The war in Ukraine has disrupted the production and shipment of multiple commodities, including oil, wheat, and nickel. As a result, commodities are looking to enjoy their best quarter in more than three decades.
A report from the Wall Street Journal reveals that the S&P GSCI has climbed 34% in the first quarter and is on track for its biggest gain since 1990. U.S. crude oil prices, meanwhile, have risen 43% to $107.82 a barrel since the end of last year and rose to $123.70 earlier this month, a level not seen since 2008.
In addition, wheat has gained 33% this year, trading at its highest level since 2010, while corn has gone up 24%. Several metals, such as aluminum, copper, nickel, and palladium, have also reached new highs.
“When the supply and demand situation is tight and then you have another supply shock on top of that, it’s not surprising that prices spike even further,” Chris Burton, global head of commodities and portfolio manager at Credit Suisse Asset Management, told the Journal.
Data from Refinitiv Lipper show that general commodities mutual funds and ETFs have seen steady inflows of investor capital for 11 weeks straight through March 23, the longest streak since a 23-week run that ended in June 2021.
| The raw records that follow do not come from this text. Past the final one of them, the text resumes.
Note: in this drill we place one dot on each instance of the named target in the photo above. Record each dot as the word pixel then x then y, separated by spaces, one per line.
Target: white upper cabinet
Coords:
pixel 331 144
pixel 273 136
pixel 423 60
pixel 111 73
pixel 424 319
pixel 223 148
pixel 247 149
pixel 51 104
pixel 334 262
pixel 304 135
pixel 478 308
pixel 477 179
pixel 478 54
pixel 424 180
Investors wishing to capitalize on this commodities rally may want to consider Invesco’s many commodities funds, including the Invesco Optimum Yield Diversified Commodity Strategy No K-1 ETF (PDBC ), the Invesco DB Agriculture Fund (DBA ), the Invesco DB Commodity Index Tracking Fund (DBC ), and the Invesco DB Base Metals Fund (DBB ).
PDBC invests in a combination of financial instruments that are economically linked to the world’s most heavily traded commodities. It offers exposure to commodity futures without the tax hassle of a K-1. The fund also attempts to avoid “negative roll yield,” which could erode returns over time.
DBA, meanwhile, is a combination of futures within several areas of agriculture, including wheat, soybeans, coffee, corn, cattle, cocoa, sugar, hogs, and cotton. It’s ideally designed for investors who believe that commodity prices will continue to rise and who are also seeking to diversify their portfolios away from traditional stocks and bonds at a time of rising interest rates and market volatility.
DBC seeks to track changes in the level of the DBIQ Diversified Agriculture Index Excess Return, plus the interest income from the fund’s holdings of primarily U.S. Treasury securities and money market income less the fund’s expenses.
DBB seeks to track changes, whether positive or negative, in the level of the DBIQ Optimum Yield Industrial Metals Index Excess Return, plus the interest income from the fund’s holdings of primarily U.S. Treasury securities and money market income less the fund’s expenses.